Bottom Line: By combining a memory-based cell-switching model with deep RL and framestacking, Kratz and Adamczyk show that AI can find near-optimal drug dosing strategies even when cells “remember” past treatment. That’s a concrete step toward genuinely adaptive, personalized cancer therapy.
IAIFI Research Highlights
This work combines optimal control theory from physics with model-free deep reinforcement learning to solve a biologically realistic dosing problem that neither field could crack alone.
Incorporating physics-derived constraints (bang-bang control) into RL training sharply improves sample efficiency and policy quality, showing a path for physics-informed RL in complex dynamical systems.
The paper introduces a non-Markovian phenotypic switching model that captures long-range temporal memory in biological populations, advancing the mathematical physics of living adaptive systems.
Future work will extend the framework to stochastic dynamics and experimental validation. The paper is by IAIFI-affiliated author Jacob Adamczyk and is available as [arXiv:2410.08439](https://arxiv.org/abs/2410.08439).
Original Paper Details
Reinforcement Learning for Control of Non-Markovian Cellular Population Dynamics
[2410.08439](https://arxiv.org/abs/2410.08439)

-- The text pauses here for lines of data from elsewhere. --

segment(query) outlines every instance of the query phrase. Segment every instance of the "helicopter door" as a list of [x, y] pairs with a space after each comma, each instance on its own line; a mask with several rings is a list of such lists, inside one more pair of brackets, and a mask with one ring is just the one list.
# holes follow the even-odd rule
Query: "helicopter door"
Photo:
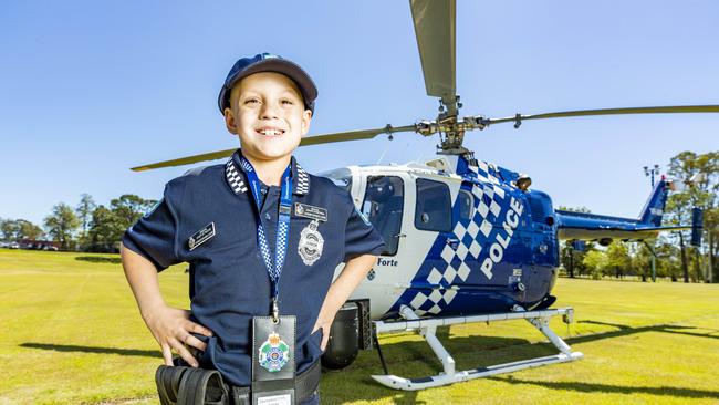
[[404, 181], [398, 176], [367, 176], [364, 214], [385, 240], [382, 256], [395, 256], [399, 249], [405, 207]]

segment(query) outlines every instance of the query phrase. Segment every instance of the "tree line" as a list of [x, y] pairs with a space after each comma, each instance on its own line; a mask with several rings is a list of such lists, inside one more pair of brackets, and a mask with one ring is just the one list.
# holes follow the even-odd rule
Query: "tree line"
[[[691, 225], [692, 208], [701, 208], [701, 245], [689, 243], [690, 230], [663, 232], [656, 240], [642, 242], [614, 241], [606, 248], [586, 242], [579, 250], [573, 249], [573, 241], [563, 241], [560, 259], [570, 277], [636, 276], [647, 281], [656, 255], [657, 277], [719, 282], [719, 152], [682, 152], [669, 160], [667, 176], [685, 187], [669, 195], [663, 225]], [[564, 209], [588, 212], [584, 207]]]
[[[663, 224], [689, 225], [691, 209], [701, 208], [701, 245], [690, 246], [688, 230], [664, 232], [656, 240], [644, 242], [615, 241], [606, 248], [587, 242], [582, 251], [573, 249], [572, 241], [563, 241], [560, 260], [570, 277], [637, 276], [646, 281], [652, 274], [652, 256], [656, 255], [658, 277], [673, 281], [719, 282], [719, 152], [682, 152], [670, 159], [667, 175], [678, 184], [698, 179], [669, 195]], [[103, 206], [83, 194], [75, 207], [63, 202], [55, 205], [44, 218], [43, 227], [24, 219], [0, 218], [0, 236], [6, 241], [49, 238], [59, 242], [63, 250], [116, 252], [125, 230], [156, 202], [127, 194]], [[574, 210], [588, 212], [583, 207]]]
[[43, 227], [25, 219], [0, 218], [0, 236], [4, 241], [46, 238], [59, 242], [61, 250], [117, 252], [125, 230], [155, 204], [154, 199], [125, 194], [104, 206], [83, 194], [75, 207], [64, 202], [55, 205], [44, 218]]

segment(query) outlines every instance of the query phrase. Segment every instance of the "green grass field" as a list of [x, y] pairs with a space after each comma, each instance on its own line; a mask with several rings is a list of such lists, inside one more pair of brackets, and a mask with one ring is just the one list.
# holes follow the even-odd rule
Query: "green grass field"
[[[186, 307], [184, 267], [161, 273]], [[554, 330], [585, 359], [423, 392], [369, 378], [376, 352], [322, 380], [323, 404], [719, 404], [719, 285], [561, 279]], [[0, 250], [0, 404], [158, 404], [157, 345], [116, 256]], [[553, 354], [524, 321], [457, 325], [441, 334], [457, 370]], [[389, 371], [440, 370], [414, 334], [381, 338]]]

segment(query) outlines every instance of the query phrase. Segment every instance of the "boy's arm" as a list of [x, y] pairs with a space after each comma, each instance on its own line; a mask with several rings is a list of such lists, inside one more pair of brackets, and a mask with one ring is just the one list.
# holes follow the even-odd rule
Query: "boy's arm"
[[312, 329], [312, 333], [322, 329], [322, 343], [320, 344], [322, 351], [324, 351], [330, 340], [330, 328], [332, 326], [335, 314], [345, 301], [347, 301], [352, 291], [364, 280], [376, 261], [377, 257], [374, 255], [362, 255], [348, 260], [340, 277], [330, 285], [327, 295], [322, 303], [322, 309], [320, 309], [317, 322]]
[[121, 246], [121, 256], [125, 277], [133, 290], [139, 312], [147, 329], [163, 350], [165, 364], [173, 365], [171, 350], [175, 349], [185, 362], [197, 367], [197, 360], [184, 344], [204, 351], [206, 344], [192, 336], [190, 332], [206, 336], [211, 336], [212, 332], [190, 321], [189, 311], [170, 308], [165, 303], [159, 291], [157, 269], [152, 261], [123, 246]]

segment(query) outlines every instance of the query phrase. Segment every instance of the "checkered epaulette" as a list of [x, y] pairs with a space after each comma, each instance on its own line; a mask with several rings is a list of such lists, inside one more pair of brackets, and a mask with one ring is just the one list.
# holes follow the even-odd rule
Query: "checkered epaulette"
[[247, 193], [247, 185], [240, 172], [235, 167], [235, 163], [230, 157], [225, 164], [225, 178], [235, 194]]

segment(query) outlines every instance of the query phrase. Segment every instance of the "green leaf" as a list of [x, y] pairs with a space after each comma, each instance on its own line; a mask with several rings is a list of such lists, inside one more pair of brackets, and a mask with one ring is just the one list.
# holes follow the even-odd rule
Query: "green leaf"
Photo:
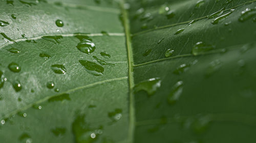
[[255, 7], [0, 2], [0, 142], [255, 142]]

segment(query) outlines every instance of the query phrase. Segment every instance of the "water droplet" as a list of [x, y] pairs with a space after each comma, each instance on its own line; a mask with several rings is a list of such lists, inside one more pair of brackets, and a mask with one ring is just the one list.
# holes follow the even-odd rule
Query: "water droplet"
[[12, 62], [11, 64], [9, 64], [8, 68], [12, 72], [19, 72], [20, 71], [21, 67], [18, 64]]
[[76, 47], [83, 53], [90, 54], [94, 51], [95, 45], [89, 40], [83, 39], [77, 44]]
[[52, 70], [57, 74], [66, 74], [66, 69], [65, 67], [62, 65], [53, 65], [51, 66]]
[[101, 52], [100, 55], [105, 59], [110, 59], [110, 58], [111, 58], [110, 54], [107, 53], [105, 52]]
[[97, 61], [97, 62], [98, 62], [98, 63], [99, 63], [101, 65], [109, 65], [111, 66], [115, 66], [115, 64], [109, 63], [105, 61], [103, 61], [102, 60], [98, 59], [95, 56], [93, 56], [93, 58], [94, 58], [94, 59], [95, 59]]
[[5, 39], [10, 41], [12, 41], [12, 42], [15, 42], [14, 41], [14, 40], [12, 40], [12, 39], [11, 39], [10, 37], [8, 37], [6, 35], [5, 35], [5, 34], [3, 33], [0, 33], [0, 34], [2, 35], [2, 36], [3, 36], [3, 37], [4, 37], [4, 38], [5, 38]]
[[159, 78], [153, 78], [142, 81], [134, 86], [134, 92], [137, 93], [140, 91], [144, 91], [147, 92], [148, 95], [153, 95], [160, 87], [161, 81]]
[[20, 91], [22, 89], [22, 86], [20, 82], [18, 80], [17, 80], [13, 82], [13, 83], [12, 84], [12, 87], [17, 92]]
[[220, 16], [220, 15], [221, 15], [223, 13], [224, 10], [225, 10], [225, 8], [223, 8], [220, 10], [219, 10], [217, 12], [216, 12], [212, 13], [212, 14], [209, 15], [208, 16], [208, 18], [210, 19], [210, 18], [215, 18], [215, 17], [216, 17], [218, 16]]
[[192, 54], [197, 55], [214, 49], [212, 45], [206, 45], [203, 42], [197, 42], [192, 49]]
[[13, 48], [8, 49], [8, 51], [9, 51], [10, 52], [14, 53], [18, 53], [20, 52], [20, 50], [19, 50], [17, 49], [15, 49], [15, 48]]
[[55, 129], [51, 129], [52, 132], [56, 136], [62, 136], [66, 133], [66, 128], [62, 127], [56, 127]]
[[53, 88], [54, 88], [55, 85], [55, 83], [54, 83], [54, 82], [52, 81], [48, 81], [46, 83], [46, 87], [47, 87], [47, 88], [48, 88], [49, 89], [53, 89]]
[[4, 76], [4, 73], [0, 70], [0, 89], [4, 86], [5, 83], [5, 77]]
[[69, 97], [69, 94], [62, 94], [56, 96], [54, 96], [48, 99], [48, 102], [55, 102], [55, 101], [62, 101], [64, 100], [70, 101], [71, 99]]
[[167, 19], [170, 19], [175, 16], [175, 14], [174, 11], [169, 11], [167, 13], [166, 16]]
[[242, 12], [241, 15], [239, 17], [238, 20], [240, 22], [244, 22], [250, 18], [256, 15], [256, 9], [247, 8]]
[[221, 20], [224, 19], [227, 16], [228, 16], [229, 15], [230, 15], [232, 13], [232, 12], [233, 12], [233, 11], [234, 10], [234, 9], [231, 9], [231, 10], [230, 10], [230, 11], [229, 12], [215, 18], [214, 20], [212, 20], [211, 22], [211, 24], [218, 24], [220, 21], [221, 21]]
[[174, 50], [171, 49], [168, 49], [165, 51], [165, 54], [164, 55], [166, 58], [170, 57], [173, 55], [173, 54], [174, 52]]
[[172, 91], [168, 95], [167, 101], [170, 104], [174, 104], [179, 100], [182, 93], [183, 82], [178, 81], [172, 88]]
[[152, 51], [152, 49], [149, 49], [145, 51], [143, 53], [143, 56], [146, 56], [147, 55], [150, 54], [150, 53], [151, 52], [151, 51]]
[[178, 30], [174, 35], [177, 35], [178, 34], [180, 34], [180, 33], [182, 33], [182, 32], [183, 32], [184, 30], [185, 30], [184, 28]]
[[42, 38], [45, 40], [53, 42], [54, 44], [60, 43], [58, 41], [63, 38], [62, 36], [43, 36]]
[[182, 73], [188, 70], [190, 66], [190, 65], [189, 64], [182, 64], [176, 68], [176, 69], [174, 71], [174, 73], [176, 74]]
[[122, 112], [121, 109], [117, 108], [115, 109], [114, 111], [109, 112], [108, 115], [113, 122], [116, 122], [122, 117]]
[[[86, 122], [84, 115], [78, 115], [72, 123], [72, 131], [75, 136], [75, 140], [77, 143], [92, 143], [97, 140], [97, 129], [90, 127], [90, 124]], [[102, 126], [99, 127], [100, 129]]]
[[62, 27], [64, 25], [63, 21], [59, 19], [57, 19], [57, 20], [56, 20], [55, 24], [58, 27]]
[[50, 58], [51, 58], [51, 55], [49, 55], [48, 54], [45, 53], [40, 53], [39, 54], [39, 56], [40, 56], [41, 58], [45, 58], [45, 60], [46, 60], [49, 59]]
[[89, 73], [95, 76], [103, 75], [104, 68], [102, 66], [88, 61], [79, 60], [79, 62], [86, 68], [86, 71]]
[[0, 20], [0, 26], [4, 27], [10, 24], [8, 22]]
[[15, 19], [17, 18], [16, 15], [15, 14], [13, 14], [11, 15], [11, 16], [12, 16], [12, 18], [13, 18], [14, 19]]

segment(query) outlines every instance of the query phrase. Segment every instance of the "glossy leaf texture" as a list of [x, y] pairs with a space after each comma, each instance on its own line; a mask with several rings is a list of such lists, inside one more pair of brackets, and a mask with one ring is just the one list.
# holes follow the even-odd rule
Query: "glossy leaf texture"
[[254, 142], [256, 1], [0, 2], [0, 142]]

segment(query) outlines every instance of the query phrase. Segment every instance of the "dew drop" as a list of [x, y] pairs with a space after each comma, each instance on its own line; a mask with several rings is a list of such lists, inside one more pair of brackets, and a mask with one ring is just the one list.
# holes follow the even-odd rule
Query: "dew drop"
[[62, 27], [64, 25], [63, 21], [59, 19], [56, 20], [55, 24], [58, 27]]
[[122, 112], [121, 109], [117, 108], [115, 109], [114, 111], [109, 112], [108, 115], [113, 122], [116, 122], [122, 117]]
[[221, 20], [224, 19], [227, 16], [228, 16], [229, 15], [230, 15], [232, 13], [232, 12], [233, 12], [233, 11], [234, 10], [234, 9], [231, 9], [231, 10], [230, 10], [230, 11], [229, 12], [215, 18], [214, 20], [212, 20], [211, 22], [211, 24], [218, 24], [220, 21], [221, 21]]
[[172, 88], [172, 90], [167, 97], [169, 104], [174, 104], [179, 100], [182, 93], [183, 85], [183, 82], [179, 81]]
[[14, 19], [15, 19], [17, 18], [16, 15], [15, 14], [13, 14], [11, 15], [11, 16], [12, 16], [12, 18], [13, 18]]
[[142, 81], [134, 86], [134, 91], [137, 93], [140, 91], [144, 91], [148, 95], [152, 96], [160, 87], [161, 81], [159, 78], [153, 78]]
[[239, 17], [238, 20], [240, 22], [244, 22], [250, 19], [250, 18], [256, 15], [256, 9], [247, 8], [242, 12], [241, 15]]
[[58, 41], [63, 38], [62, 36], [43, 36], [42, 38], [45, 40], [53, 42], [54, 44], [60, 43]]
[[40, 53], [39, 54], [39, 56], [40, 56], [41, 58], [45, 58], [45, 60], [46, 60], [49, 59], [50, 58], [51, 58], [51, 55], [49, 55], [48, 54], [46, 54], [45, 53]]
[[214, 49], [212, 45], [208, 45], [203, 42], [197, 42], [192, 49], [192, 54], [197, 55]]
[[151, 52], [151, 51], [152, 51], [152, 49], [149, 49], [145, 51], [143, 53], [143, 56], [146, 56], [147, 55], [150, 54], [150, 53]]
[[104, 58], [105, 59], [110, 59], [111, 58], [111, 56], [110, 54], [107, 53], [105, 52], [100, 52], [100, 55]]
[[81, 52], [90, 54], [94, 51], [95, 45], [91, 41], [87, 39], [83, 39], [77, 44], [76, 47]]
[[8, 51], [14, 53], [18, 53], [20, 52], [20, 50], [13, 48], [8, 49]]
[[9, 64], [8, 68], [14, 72], [19, 72], [21, 70], [20, 66], [19, 66], [18, 64], [14, 62], [12, 62], [11, 64]]
[[55, 73], [66, 74], [66, 69], [65, 67], [62, 65], [53, 65], [51, 66], [51, 68]]
[[4, 27], [10, 24], [8, 22], [0, 20], [0, 26]]
[[95, 76], [101, 76], [103, 75], [104, 68], [94, 62], [85, 60], [79, 60], [79, 62], [85, 68], [86, 71]]
[[53, 88], [54, 88], [55, 85], [55, 84], [54, 83], [54, 82], [52, 81], [48, 81], [46, 83], [46, 87], [47, 87], [47, 88], [48, 88], [49, 89], [53, 89]]
[[180, 33], [182, 33], [182, 32], [183, 32], [184, 30], [185, 30], [184, 28], [178, 30], [174, 35], [177, 35], [178, 34], [180, 34]]

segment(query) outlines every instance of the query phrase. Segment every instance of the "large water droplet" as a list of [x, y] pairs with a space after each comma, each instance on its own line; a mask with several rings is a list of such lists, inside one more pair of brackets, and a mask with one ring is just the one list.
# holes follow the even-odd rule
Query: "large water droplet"
[[255, 15], [256, 9], [247, 8], [245, 10], [242, 12], [242, 14], [239, 17], [238, 20], [240, 22], [244, 22]]
[[234, 9], [231, 9], [231, 10], [230, 10], [230, 11], [229, 12], [215, 18], [214, 20], [212, 20], [211, 22], [211, 24], [218, 24], [220, 21], [221, 21], [221, 20], [224, 19], [227, 16], [228, 16], [229, 15], [230, 15], [232, 13], [232, 12], [233, 12], [233, 11], [234, 10]]
[[9, 23], [8, 22], [0, 20], [0, 26], [4, 27], [9, 25]]
[[142, 81], [134, 86], [134, 92], [137, 93], [140, 91], [144, 91], [147, 92], [148, 95], [153, 95], [161, 86], [161, 81], [159, 78], [153, 78]]
[[53, 42], [54, 44], [60, 43], [58, 41], [63, 38], [62, 36], [43, 36], [42, 38], [45, 40]]
[[172, 91], [168, 95], [167, 101], [170, 104], [175, 103], [182, 93], [183, 82], [182, 81], [178, 81], [172, 88]]
[[105, 59], [110, 59], [111, 58], [111, 55], [105, 52], [101, 52], [100, 55]]
[[56, 20], [55, 24], [58, 27], [62, 27], [64, 25], [63, 21], [59, 19], [57, 19], [57, 20]]
[[203, 42], [197, 42], [192, 49], [192, 54], [197, 55], [214, 49], [212, 45], [206, 45]]
[[49, 89], [53, 89], [54, 88], [55, 85], [55, 83], [54, 83], [54, 82], [53, 82], [52, 81], [49, 81], [49, 82], [47, 82], [47, 83], [46, 83], [46, 87], [47, 87], [47, 88], [48, 88]]
[[89, 40], [83, 39], [77, 44], [76, 47], [83, 53], [90, 54], [94, 51], [95, 45]]
[[79, 62], [86, 68], [86, 71], [89, 73], [95, 76], [103, 75], [104, 68], [102, 66], [88, 61], [79, 60]]
[[164, 55], [166, 58], [170, 57], [173, 55], [173, 54], [174, 52], [174, 50], [171, 49], [168, 49], [165, 51], [165, 54]]
[[103, 61], [102, 60], [98, 59], [98, 58], [96, 57], [95, 56], [93, 56], [93, 58], [94, 58], [94, 59], [95, 59], [97, 61], [97, 62], [98, 62], [98, 63], [99, 63], [101, 65], [109, 65], [109, 66], [115, 66], [115, 64], [109, 63], [105, 61]]
[[13, 83], [12, 84], [12, 87], [16, 92], [19, 92], [22, 89], [22, 84], [18, 80], [17, 80], [13, 82]]
[[66, 100], [68, 101], [70, 101], [71, 100], [69, 97], [69, 94], [67, 93], [64, 93], [61, 95], [54, 96], [48, 99], [48, 102], [51, 102], [55, 101], [62, 101], [64, 100]]
[[19, 72], [20, 71], [21, 67], [18, 64], [12, 62], [11, 64], [9, 64], [8, 68], [12, 72]]
[[52, 70], [57, 74], [66, 74], [66, 69], [65, 67], [62, 65], [53, 65], [51, 66]]
[[8, 51], [9, 51], [10, 52], [14, 53], [18, 53], [20, 52], [20, 50], [19, 50], [17, 49], [15, 49], [15, 48], [13, 48], [8, 49]]
[[116, 109], [114, 111], [109, 112], [108, 116], [113, 122], [116, 122], [122, 117], [122, 112], [121, 109]]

Josiah C. Kratz, Jacob Adamczyk
Many organisms and cell types, from bacteria to cancer cells, exhibit a remarkable ability to adapt to fluctuating environments. Additionally, cells can leverage a memory of past environments to better survive previously-encountered stressors. From a control perspective, this adaptability poses significant challenges in driving cell populations toward extinction, and thus poses an open question with great clinical significance. In this work, we focus on drug dosing in cell populations exhibiting phenotypic plasticity. For specific dynamical models switching between resistant and susceptible states, exact solutions are known. However, when the underlying system parameters are unknown, and for complex memory-based systems, obtaining the optimal solution is currently intractable. To address this challenge, we apply reinforcement learning (RL) to identify informed dosing strategies to control cell populations evolving under novel non-Markovian dynamics. We find that model-free deep RL is able to recover exact solutions and control cell populations even in the presence of long-range temporal dynamics. To further test our approach in more realistic settings, we demonstrate robust RL-based control strategies in environments with measurement noise and dynamic memory strength.